Instead of simply stating one or the other, we are told that Yaakov both left Be'er Sheva and that he went towards Charan. The Beis HaLeivi points out that sometimes you leave a place to get away from there, other times you have to go somewhere and the only way to get there is by leaving the place you're in. Here, Ya'akov needed both to leave and to go. He was fulfilling the mitzva of kibud av va'eim, with each of these actions.
A friend of mine once chastised me for always thinking that a practical, moral lesson must be gleaned from Divrei Torah. Well, that's my story, and I'm sticking to it. So what is the lesson of this observation about VaYeitzei and VaYeileich?

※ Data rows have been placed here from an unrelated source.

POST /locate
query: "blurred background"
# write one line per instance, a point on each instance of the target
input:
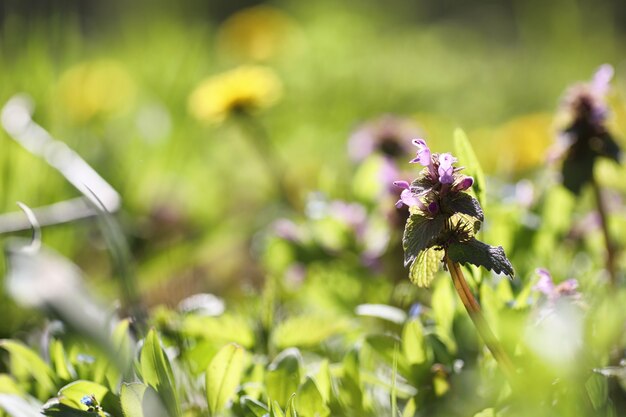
(150, 94)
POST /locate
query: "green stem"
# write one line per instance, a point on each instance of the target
(604, 222)
(475, 313)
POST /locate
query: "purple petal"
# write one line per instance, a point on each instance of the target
(464, 184)
(402, 184)
(545, 284)
(409, 199)
(445, 175)
(419, 142)
(423, 153)
(568, 287)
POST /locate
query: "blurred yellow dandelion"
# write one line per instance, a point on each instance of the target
(522, 143)
(96, 88)
(243, 89)
(257, 33)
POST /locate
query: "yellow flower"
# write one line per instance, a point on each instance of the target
(257, 33)
(519, 144)
(245, 88)
(96, 88)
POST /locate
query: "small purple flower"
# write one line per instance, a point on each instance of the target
(463, 184)
(89, 401)
(600, 84)
(423, 153)
(446, 170)
(406, 197)
(415, 310)
(545, 285)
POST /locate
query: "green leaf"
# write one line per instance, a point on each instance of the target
(425, 267)
(462, 203)
(444, 305)
(310, 402)
(597, 390)
(409, 409)
(487, 412)
(64, 410)
(157, 372)
(62, 366)
(283, 375)
(290, 410)
(219, 330)
(413, 342)
(140, 400)
(256, 407)
(468, 159)
(350, 384)
(276, 411)
(420, 233)
(307, 331)
(480, 254)
(223, 376)
(18, 406)
(382, 311)
(28, 361)
(8, 385)
(323, 380)
(72, 393)
(577, 170)
(386, 346)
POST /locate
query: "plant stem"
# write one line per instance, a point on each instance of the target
(475, 313)
(604, 222)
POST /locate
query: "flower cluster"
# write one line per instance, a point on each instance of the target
(438, 178)
(444, 219)
(586, 137)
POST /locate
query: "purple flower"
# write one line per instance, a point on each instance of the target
(89, 400)
(423, 153)
(463, 184)
(387, 135)
(446, 170)
(406, 197)
(600, 83)
(545, 285)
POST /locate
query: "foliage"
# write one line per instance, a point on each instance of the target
(254, 158)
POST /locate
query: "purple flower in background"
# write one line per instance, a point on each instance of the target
(587, 101)
(463, 183)
(387, 135)
(545, 285)
(446, 170)
(88, 400)
(406, 197)
(586, 137)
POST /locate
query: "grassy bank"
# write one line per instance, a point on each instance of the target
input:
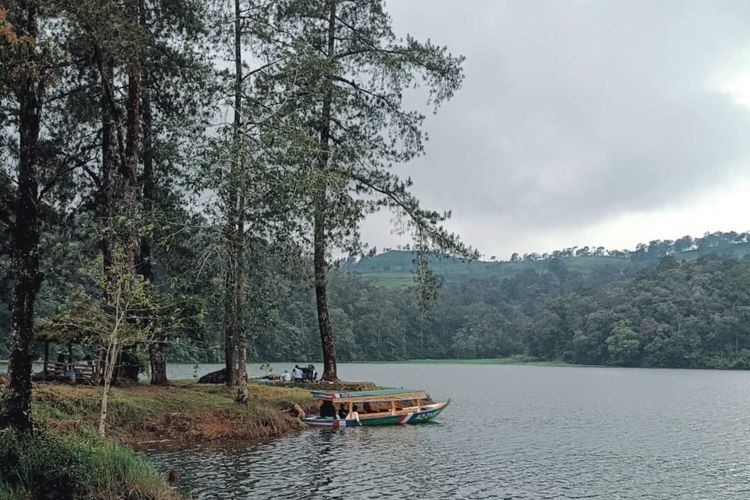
(75, 465)
(181, 413)
(66, 455)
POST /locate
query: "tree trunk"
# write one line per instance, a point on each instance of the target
(29, 92)
(319, 222)
(158, 364)
(145, 266)
(109, 367)
(234, 328)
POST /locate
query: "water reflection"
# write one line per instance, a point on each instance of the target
(511, 432)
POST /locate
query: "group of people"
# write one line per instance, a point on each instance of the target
(328, 410)
(300, 374)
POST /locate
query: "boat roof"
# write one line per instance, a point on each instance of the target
(371, 396)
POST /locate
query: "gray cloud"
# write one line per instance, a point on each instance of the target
(574, 112)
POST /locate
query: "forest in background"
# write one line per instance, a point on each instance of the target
(665, 304)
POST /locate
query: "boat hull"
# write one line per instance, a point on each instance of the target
(424, 414)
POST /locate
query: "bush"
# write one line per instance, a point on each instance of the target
(80, 465)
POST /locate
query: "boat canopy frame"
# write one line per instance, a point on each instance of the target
(375, 396)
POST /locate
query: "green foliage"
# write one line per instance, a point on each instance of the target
(675, 313)
(79, 465)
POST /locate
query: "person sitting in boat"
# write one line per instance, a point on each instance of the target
(342, 411)
(297, 374)
(354, 415)
(327, 410)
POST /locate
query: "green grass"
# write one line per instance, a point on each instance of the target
(80, 463)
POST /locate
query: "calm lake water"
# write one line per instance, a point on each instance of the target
(511, 432)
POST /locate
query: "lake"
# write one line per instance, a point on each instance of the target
(511, 432)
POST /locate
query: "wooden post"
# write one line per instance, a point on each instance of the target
(46, 359)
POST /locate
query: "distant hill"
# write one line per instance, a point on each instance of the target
(393, 268)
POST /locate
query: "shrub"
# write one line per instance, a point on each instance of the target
(80, 465)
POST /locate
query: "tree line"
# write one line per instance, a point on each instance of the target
(672, 313)
(155, 155)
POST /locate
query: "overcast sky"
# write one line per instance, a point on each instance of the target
(585, 122)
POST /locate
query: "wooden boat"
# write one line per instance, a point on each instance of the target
(379, 407)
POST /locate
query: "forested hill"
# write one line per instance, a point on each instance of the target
(394, 267)
(654, 306)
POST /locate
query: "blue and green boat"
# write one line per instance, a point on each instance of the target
(370, 408)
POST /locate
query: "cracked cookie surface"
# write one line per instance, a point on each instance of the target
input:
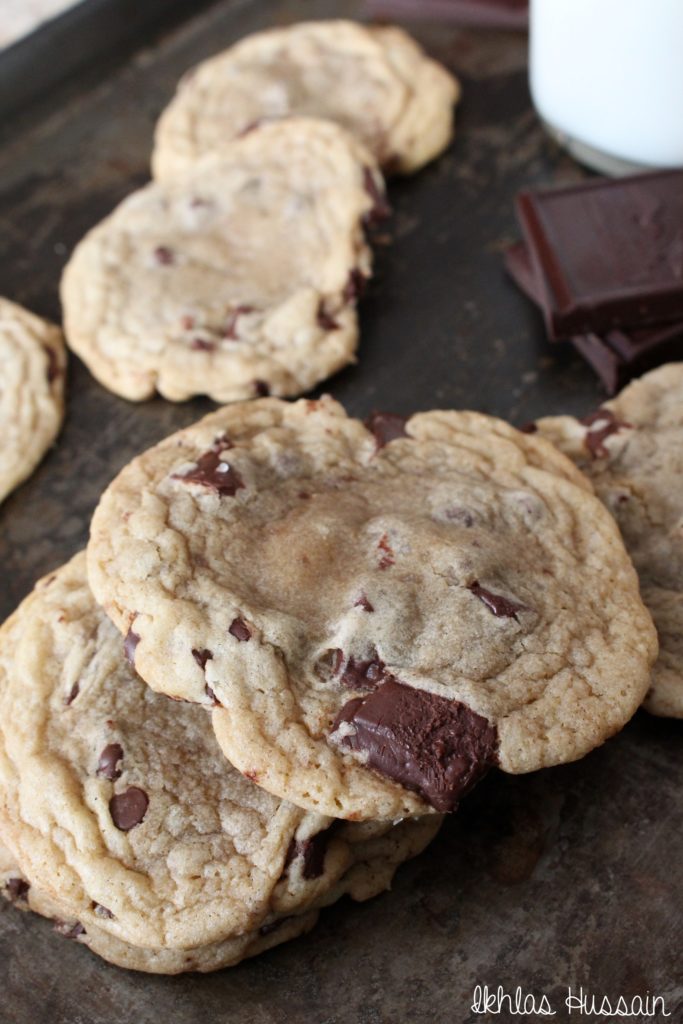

In life you often win while losing at the same time. It's better if you can win and win. But is that possible? Yaakov won doubly by the effects of his actions and sometimes we can too.
The mishna in Avot says "Hevei goleh limkom Torah" - "Exile yourself to a place of Torah". There are two halves here. There's Hevei goleh, and there's Limkom Torah. Getting away from bad influences is one half while going to a positive place is the other required piece if we seek spiritual success. For example, the practice of going to Israel to learn is for some a fulfilment of getting away from bad and immersing in good, of "Hevei goleh limkom Torah".
On a broader scale there is the concept of "sur meirah va'asei tov", "keep away from bad and do good" (as put by David HaMelech). As much as possible in all we do we should be separating our selves from the negative roadblocks in life and soaking in the positive influences hiding everywhere.
May G-d bless us with success in emulating Yaakov our father and effectively departing and going at the same time.